I think the RA Twisty with the red capability would give you the options for camping and for military use - i.e. everyday tasks which is most likely what you'll need it for. On a budget I would go with the Gerber Infinity Ultra M series.
 
As far as a survival in a combat zone, you might only use the red when you absolutely need to (i.e. find critical gear in your bag. Also you will probably want to use some 100 mph tape (duct tape) to tape over the lense and put a small pin hole in it for the proper amount of light (less is more). I've never used a light on night patrols - after my eyes adjusted a bit of moonlight was sufficient - that being said an ankle injury could leave you SOL so you might want to take it easy on rough terrain.
 
Also, if your kit doesn't include it, and the enemy is not likely to have night vision and IR signal light might be handy.
 
As far as pounding tent stakes and whacking the enemy with a flashlight - I believe the RAT SERE 5, Fallkniven A1, or Bark River Bravo knives would serve your purpose much better that a mag type light, besides, extra gear weight would not be desirable.


----------



## callmaster (May 21, 2009)

Big fan of sniper movies. And that's one place you won't find lights. One wrong flash and it's all over for em. Amazing how one little mistake made and that's that.


----------



## Nightwatch (May 21, 2009)

I have to agree with the calls for a modified Maglight. I used to carry a 4D Mag when doing campus security. Not so much for the throw, which was decent, but more as a hammer to use on 50 year old doors that often had some part or another come out of alignment.


----------



## liam_995 (May 21, 2009)

Modded Maglight with a Bust-A-Cap end on it - good for breaking glass - and anything else it might be needed for...


----------



## Outdoors Fanatic (May 21, 2009)

A freaking Maglite for survival? Anybody using that as a survivor tool doesn't need to survive, let nature do its job.
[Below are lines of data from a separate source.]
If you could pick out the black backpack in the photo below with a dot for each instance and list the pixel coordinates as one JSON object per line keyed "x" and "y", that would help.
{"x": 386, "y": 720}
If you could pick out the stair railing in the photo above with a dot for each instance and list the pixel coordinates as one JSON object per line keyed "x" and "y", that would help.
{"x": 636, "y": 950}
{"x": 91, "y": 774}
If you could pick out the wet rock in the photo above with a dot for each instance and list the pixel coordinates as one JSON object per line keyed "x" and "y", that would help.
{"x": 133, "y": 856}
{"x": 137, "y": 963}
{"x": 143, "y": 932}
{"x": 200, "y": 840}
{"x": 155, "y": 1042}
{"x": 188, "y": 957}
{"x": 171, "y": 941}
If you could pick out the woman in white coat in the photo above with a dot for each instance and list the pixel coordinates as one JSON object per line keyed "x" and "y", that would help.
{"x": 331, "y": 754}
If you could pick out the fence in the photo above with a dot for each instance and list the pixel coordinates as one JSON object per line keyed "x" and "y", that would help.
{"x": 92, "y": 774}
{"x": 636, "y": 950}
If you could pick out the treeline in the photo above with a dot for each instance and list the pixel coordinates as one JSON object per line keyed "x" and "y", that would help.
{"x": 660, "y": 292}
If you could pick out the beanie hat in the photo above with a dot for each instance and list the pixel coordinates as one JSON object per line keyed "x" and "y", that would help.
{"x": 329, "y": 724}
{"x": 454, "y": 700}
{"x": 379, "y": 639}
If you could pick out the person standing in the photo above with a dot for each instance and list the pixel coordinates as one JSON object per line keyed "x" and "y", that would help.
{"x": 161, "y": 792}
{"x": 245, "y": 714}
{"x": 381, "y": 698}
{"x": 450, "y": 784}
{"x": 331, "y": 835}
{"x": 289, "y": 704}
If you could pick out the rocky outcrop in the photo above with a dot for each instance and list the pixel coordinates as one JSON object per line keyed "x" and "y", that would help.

If you going to haul such behemoth you might as well pack a GPS, a satellite phone, a personal locator beacon and a good pistol.


----------



## Kevin1322 (May 21, 2009)

Hahaha. Might as well carry a S&W 500 Magnum with a couple hundred rounds just in case too.


----------



## Yucca Patrol (May 21, 2009)

No matter how tough my flashlight is, in a survival situation I am going to use a rock as a hammer before I risk harming a tool that might save my life.


----------



## Alankujala (May 14, 2011)

I am new here so I have probably missed it. What would be a good suggestion now since there has been so many new lights on the market in the last couple of years?


----------



## Draz (May 14, 2011)

I just picked up a surefire LX2 and I must say the low is a nice 15 lumen throwy beam for 48 hours and high is a 200 lumen beam for about 2 hours. This is my new get home bag light as well as my L1 I edc. Can't go wrong with any surefire imo. I do prefere twisty tailcaps in survival situations over clickies due to the very very rare failure


----------



## chaoss (May 14, 2011)

oldpal said:


> I suggest the Ra Clicky for the toughest. :twothumbs
> 
> Hugh


 
This gets my vote hands down.


----------



## angelofwar (May 15, 2011)

Draz said:


> I just picked up a surefire LX2 and I must say the low is a nice 15 lumen throwy beam for 48 hours and high is a 200 lumen beam for about 2 hours. This is my new get home bag light as well as my L1 I edc. Can't go wrong with any surefire imo. I do prefere twisty tailcaps in survival situations over clickies due to the very very rare failure



L1's are hard to beat...I'd take an L1 over an LX2/L2 though, since they only take one cell...and I'd take the L2 over the LX2 since the L2 is floody...and the 18 hours runtime on low isn't bad neither.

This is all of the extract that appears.